Lola worried that even if the council bought the idea that Jillian and Logan were true mates, it would only put Jillian in danger. “What if Logan’s family had her killed or something?”
Sara snorted. “Yeah, they’re going to kill the Queen’s daughter.”
“The Queen Regent,” amended Hayley.
“They killed my parents, so why not?” I said and Shea kicked me under the table. She needn’t bother; I was already kicking myself.
Damka gasped, but Fanya waved at her to hush. To me, she said, “Alice, you know we’re with you. Whatever you say to us is in strict confidence. How can it be treason for the rightful queen to want her throne?”

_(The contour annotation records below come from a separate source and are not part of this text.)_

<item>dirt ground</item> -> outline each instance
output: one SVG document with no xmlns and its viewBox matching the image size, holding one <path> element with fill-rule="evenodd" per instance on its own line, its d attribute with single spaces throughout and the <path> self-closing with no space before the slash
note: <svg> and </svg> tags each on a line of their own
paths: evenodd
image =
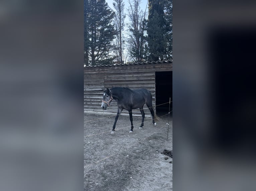
<svg viewBox="0 0 256 191">
<path fill-rule="evenodd" d="M 114 135 L 115 117 L 86 122 L 108 116 L 85 114 L 85 190 L 172 190 L 172 159 L 161 154 L 172 150 L 172 118 L 168 139 L 168 115 L 156 126 L 152 120 L 144 122 L 142 129 L 141 117 L 133 117 L 133 133 L 129 133 L 129 116 L 119 117 Z M 145 117 L 145 122 L 151 119 Z"/>
</svg>

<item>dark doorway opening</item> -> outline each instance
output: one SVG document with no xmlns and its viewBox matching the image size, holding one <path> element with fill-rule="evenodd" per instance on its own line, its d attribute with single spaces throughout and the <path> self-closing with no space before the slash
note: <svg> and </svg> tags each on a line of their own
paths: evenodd
<svg viewBox="0 0 256 191">
<path fill-rule="evenodd" d="M 156 105 L 168 102 L 170 97 L 171 101 L 172 101 L 172 72 L 156 72 Z M 169 106 L 169 103 L 157 106 L 157 114 L 160 117 L 168 113 Z M 171 102 L 170 111 L 172 110 L 172 102 Z M 172 112 L 170 113 L 171 116 L 172 116 Z"/>
</svg>

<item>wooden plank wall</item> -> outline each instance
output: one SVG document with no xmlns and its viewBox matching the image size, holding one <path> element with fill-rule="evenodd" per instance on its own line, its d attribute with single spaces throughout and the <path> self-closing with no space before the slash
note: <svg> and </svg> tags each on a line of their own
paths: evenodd
<svg viewBox="0 0 256 191">
<path fill-rule="evenodd" d="M 116 114 L 117 104 L 114 100 L 107 110 L 101 108 L 104 87 L 126 87 L 132 89 L 145 88 L 151 92 L 152 104 L 155 105 L 155 72 L 171 71 L 172 64 L 160 64 L 111 67 L 85 68 L 84 70 L 84 111 L 97 115 Z M 145 116 L 151 117 L 145 104 Z M 141 116 L 140 111 L 133 111 L 133 115 Z M 124 110 L 121 114 L 129 115 Z M 122 114 L 123 113 L 123 114 Z"/>
</svg>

I smiled at Fanya gratefully. “I have no proof except the word of one man who worked for my father. He saw my father brutally murdered by members of the King’s Guard. He helped me get away rather than pursue my father’s killers.”
Damka’s eyes were wide. Fanya breathed, “Of course there was a reason you disappeared for so long.”

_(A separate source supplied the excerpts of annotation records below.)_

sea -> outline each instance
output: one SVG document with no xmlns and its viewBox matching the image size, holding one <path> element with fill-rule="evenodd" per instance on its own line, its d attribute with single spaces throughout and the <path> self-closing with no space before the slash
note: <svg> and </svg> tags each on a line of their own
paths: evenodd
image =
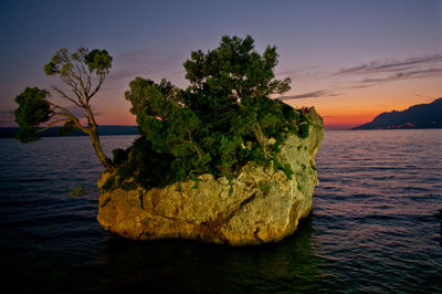
<svg viewBox="0 0 442 294">
<path fill-rule="evenodd" d="M 107 153 L 136 136 L 103 136 Z M 278 243 L 129 241 L 96 221 L 87 137 L 0 139 L 0 293 L 442 293 L 442 129 L 326 130 Z M 70 191 L 81 185 L 82 197 Z"/>
</svg>

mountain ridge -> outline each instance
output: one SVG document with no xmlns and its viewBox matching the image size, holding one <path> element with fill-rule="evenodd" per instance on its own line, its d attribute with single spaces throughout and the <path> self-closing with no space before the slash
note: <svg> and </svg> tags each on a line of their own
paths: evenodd
<svg viewBox="0 0 442 294">
<path fill-rule="evenodd" d="M 381 113 L 370 123 L 352 129 L 442 128 L 442 97 L 398 112 Z"/>
</svg>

“Yeah, well, who had the most to gain from her father’s death?” inquired Shea pointedly.
“You said your ‘parents,’ plural.” Fanya was perceptive and persistent.

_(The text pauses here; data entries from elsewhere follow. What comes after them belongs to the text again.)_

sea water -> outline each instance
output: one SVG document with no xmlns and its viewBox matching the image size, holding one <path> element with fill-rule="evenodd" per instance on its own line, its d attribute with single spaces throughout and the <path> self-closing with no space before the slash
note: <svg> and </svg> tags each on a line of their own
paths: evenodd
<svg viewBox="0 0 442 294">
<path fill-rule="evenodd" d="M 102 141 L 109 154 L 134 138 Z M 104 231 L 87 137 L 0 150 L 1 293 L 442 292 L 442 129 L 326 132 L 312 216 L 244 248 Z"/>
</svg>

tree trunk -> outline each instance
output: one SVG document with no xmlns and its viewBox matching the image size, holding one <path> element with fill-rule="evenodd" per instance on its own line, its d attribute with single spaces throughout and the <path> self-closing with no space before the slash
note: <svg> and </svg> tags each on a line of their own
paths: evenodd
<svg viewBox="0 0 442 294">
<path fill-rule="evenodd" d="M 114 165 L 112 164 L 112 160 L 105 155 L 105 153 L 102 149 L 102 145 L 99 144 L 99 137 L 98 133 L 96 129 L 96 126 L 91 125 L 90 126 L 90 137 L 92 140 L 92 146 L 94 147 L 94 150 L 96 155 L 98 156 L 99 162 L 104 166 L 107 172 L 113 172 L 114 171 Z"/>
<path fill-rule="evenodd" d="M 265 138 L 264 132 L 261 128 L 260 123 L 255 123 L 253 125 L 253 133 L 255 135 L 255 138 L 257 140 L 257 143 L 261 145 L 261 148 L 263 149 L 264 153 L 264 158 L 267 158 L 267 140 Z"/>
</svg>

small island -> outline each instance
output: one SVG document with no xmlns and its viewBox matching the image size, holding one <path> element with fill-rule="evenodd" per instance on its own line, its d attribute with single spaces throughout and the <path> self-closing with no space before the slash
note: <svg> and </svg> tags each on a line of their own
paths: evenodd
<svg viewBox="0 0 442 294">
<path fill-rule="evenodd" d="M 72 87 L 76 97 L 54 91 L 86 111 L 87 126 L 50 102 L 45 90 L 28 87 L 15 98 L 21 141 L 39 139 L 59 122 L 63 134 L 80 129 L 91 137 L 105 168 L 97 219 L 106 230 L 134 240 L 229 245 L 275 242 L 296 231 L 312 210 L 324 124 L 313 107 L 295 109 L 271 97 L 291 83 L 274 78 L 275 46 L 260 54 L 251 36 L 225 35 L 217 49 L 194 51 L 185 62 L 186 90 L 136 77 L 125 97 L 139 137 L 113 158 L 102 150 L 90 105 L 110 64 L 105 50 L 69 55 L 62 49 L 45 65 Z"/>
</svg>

“It’s a hunch.” I shrugged.
“It’s more than a hunch,” declared Hayley. She took over the story to spare me the gory details. It didn’t matter; I still imagined something horrible every time. Knowing the truth, however gruesome, had to be better than not knowing. Not knowing was torture.
“Her mother was having twins. By all accounts, it’s perfectly normal and natural for werewolves to have even larger litters. Anyway,” Hayley hastily continued when I guffawed at the word “litters,” “her mom, the Queen, was perfectly healthy, and everything was going great. It wasn’t until after Alice was born, and her father left the room with the baby, that everything went wrong. Between Alice’s birth and his return to Queen Marguerite, she and her son had died.”
Damka was crying and I felt my own throat close up. I cleared my throat a few times, picturing the family that might have been. I loved my parents. But I was starting to wonder what a life with my birth family might have been like. I’d lost a twin. I was angry that I hadn’t even known about him for sixteen years. I lost all that time to grieve. I kept losing him over and over as I thought of him as a baby, a toddler, and growing into a teen.
“But there’s no evidence of foul play?” Fanya inquired. She was trying to tactfully ask a tactless question.
Hayley, often tactless herself, didn’t mince words. “Do you think it’s all coincidence that the last remaining Lunas are attacked when they’re most vulnerable? Of course it was a coup, and it was an inside job. How else could they get to the Queen? There’s the highly probable cause, and we’re working on the proof.”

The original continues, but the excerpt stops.